Nawet nie wyglada na menela!!! Ale co jest MEGA!!!!!!! Ksiadz oddal swöj majatek na barke!!!!! Znam ksiezy co maja nawet 4 samochody i nie powinni nazywac sie ksiedzami!!! A przypominam ze ksiadz jest na sludze Bozej i nie powinien posiadac zadnego samochodu.

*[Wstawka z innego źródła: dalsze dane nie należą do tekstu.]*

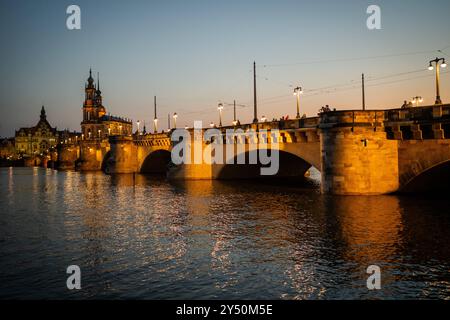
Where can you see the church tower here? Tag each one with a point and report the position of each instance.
(89, 108)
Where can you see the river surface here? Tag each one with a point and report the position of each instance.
(147, 238)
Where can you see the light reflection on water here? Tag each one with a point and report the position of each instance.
(143, 237)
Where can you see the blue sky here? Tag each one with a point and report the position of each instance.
(193, 54)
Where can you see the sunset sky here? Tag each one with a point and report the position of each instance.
(193, 54)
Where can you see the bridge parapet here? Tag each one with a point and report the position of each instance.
(419, 123)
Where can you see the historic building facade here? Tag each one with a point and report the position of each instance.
(38, 140)
(96, 124)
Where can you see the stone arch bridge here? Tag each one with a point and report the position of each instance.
(357, 152)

Wsyd!
Ksiądz nie powinien mieć samochodu ???!!! A to dlaczego ?? Jeżeli dostaje pensję i może sobie kupić sutannę, buty i rękawiczki, to dlaczego nie miałby kupić sobie samochodu ? Przecież ojca, matkę i krewnych mają , którzy mogą mu pomóc , a wręcz podarować. Co w tym złego ?? Ale jak trwoga , to poprzez księdza do Boga . Ludzie , opamiętajcie się i nie wgniatajcie wszystkiego i wszystkich w błoto, bo się w nim utopicie .
Czytając komentarze dochodzę do wniosku ,że tutaj wypowiadają się sami specjaliści od uzależnień, którzy tak naprawdę nie mają zielonego pojęcia jaki jest mechanizm uzależnienia
@@venusvenuska6045 dziedziczy sie genetycznie ,to naprawdę jak haszysz wciąga ,..ile jest alkoholików to az sie w głowie nie mieści ,trzeba strasznie uważać żeby nie wpaść w nalog
Oj spryciula żona najpierw go oskubał a z majątku oddał jej wszystko co miał ale jej to nie wystarczyło nie miał jak się bronić więc teraz pozwała go o alimenty które nie powinien płacić bo oddał majątek im dobry adwokat by to obalił tak go w białych rękawiczkach załatwiła /działanie z premedytacją bo wiedziała że jak pozwie go o alimenty straci dom przez komornika a tak ma teraz wszystko
Zdrowy chlop - jeszcze sobie poradzi.....bochaterami Twoich filmikow sa ludzie socjalu......o spieprzonej mentalnosci, zyjacy z przekonaniem ze wszyscy sa rowni , wszyscy sa tacy sami zagubieni..na zasadzie ""jakos tam bedzie"".....bez jakiegos wewnetrznego przekonania ze nieustannie w nas samych , sami musimy wskrzeszac czlowieka.